Budget laptops are getting more popular nowadays – it’s the credit crunch doncha know! So can Dell’s latest cheap laptop keep us happy on a shoestring?
The notebook is available in four finishes, three of which (Microsatin Blue, Red or Pacific High-Gloss Blue) will set you back an extra £29.99 (black is at no extra cost). Our review model was the blue one – available from PC World for £429.99 and managed to show every single one of our fingerprints on it (but it still looked nice).
The glossiness doesn’t end there, there’s more on the inside as well. It is quite the stripped-down minimalist look. Only the keyboard, speaker grille and mousepad (which looks very integrated into laptop itself) break up the look. Sadly, for the money, the laptop doesn’t include a webcam (it costs an extra £30 if you buy direct from Dell).
The build quality does not scream budget at all it has to be said. Where the cut back have been made to get this on budget are the connectivity options. While there is a 34mm ExpressCard slot, there is not the 54mm version, imiting upgrade options. But there is headphone and microphone jacks, an Ethernet port, three USB ports and a VGA-out. Some netbooks (such as the Asus N10J) even manage to fit in an HDMI port, whereas this Dell didn’t).
That aside, the recessed mousepad feels good to touch but doesn’t appear to sport the scroll facility where you can scroll down a page by moving your finger down one side of the mousepad – if it does, we never managed to achieve this).
The keyboard is great to use and just what you would expect from one of the biggest PC manufacturers in the world. The function keys long the top only function when you use the Fn key, otherwise they default to the special functions, such as toggling wireless on or off or adjusting the sound. This can be annoying sometimes when say a small child accidently turns off the sound or wireless and you haven’t realised why.
The screen is thankfully a widescreen model, so watching DVDs is good with the 15.6in 1,366 by 768 display.
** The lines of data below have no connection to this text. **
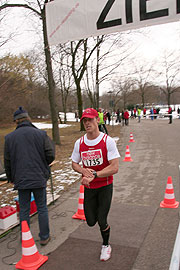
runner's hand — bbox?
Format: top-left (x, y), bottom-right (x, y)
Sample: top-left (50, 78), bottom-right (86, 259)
top-left (81, 176), bottom-right (94, 187)
top-left (82, 168), bottom-right (94, 178)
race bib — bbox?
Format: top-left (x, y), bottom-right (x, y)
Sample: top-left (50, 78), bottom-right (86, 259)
top-left (81, 149), bottom-right (103, 167)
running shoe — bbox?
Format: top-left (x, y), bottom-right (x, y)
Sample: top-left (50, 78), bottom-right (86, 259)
top-left (40, 236), bottom-right (51, 246)
top-left (100, 245), bottom-right (112, 261)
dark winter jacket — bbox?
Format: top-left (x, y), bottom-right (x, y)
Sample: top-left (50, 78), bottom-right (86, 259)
top-left (4, 121), bottom-right (55, 190)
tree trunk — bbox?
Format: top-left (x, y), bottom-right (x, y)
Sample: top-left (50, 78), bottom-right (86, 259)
top-left (142, 91), bottom-right (145, 108)
top-left (76, 80), bottom-right (84, 130)
top-left (96, 36), bottom-right (100, 110)
top-left (62, 96), bottom-right (67, 123)
top-left (168, 91), bottom-right (171, 106)
top-left (42, 6), bottom-right (60, 144)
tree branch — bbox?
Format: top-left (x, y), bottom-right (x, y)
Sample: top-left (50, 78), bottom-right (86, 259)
top-left (0, 4), bottom-right (41, 17)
The viewing angle isn’t so great but that can be a good thing if you are keen on left-handed websites.
Sound is ok but not particularly great to our ears, it lacks depth and bass and indeed some punch. They are more like the sound you’d get from a business laptop from several years ago. Workable, that’s about it.
Inside, the laptop features Intel Core 2 Duo T5800 running at 2.0GHz with an 800MHz front-side bus, 3GB of DDR2 memory and Vista Home Premium. With the inclusion of Intel integrated GMA4500 graphics card, gaming is pretty much out of the window.
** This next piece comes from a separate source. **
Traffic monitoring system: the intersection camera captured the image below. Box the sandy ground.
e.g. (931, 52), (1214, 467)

The notebook comes with a 250GB 5,400rpm hard disk. It doesn’t feature Bluetooth and wireless is limited to 802.11g.
Battery life is definitely not one of its strong points. We had to leave the thing connected to the mains as it would run out of juice fairly quickly compared to other laptops we have tested of late.
Overall, it is a decent notebook, but we feel other devices offer better value for money.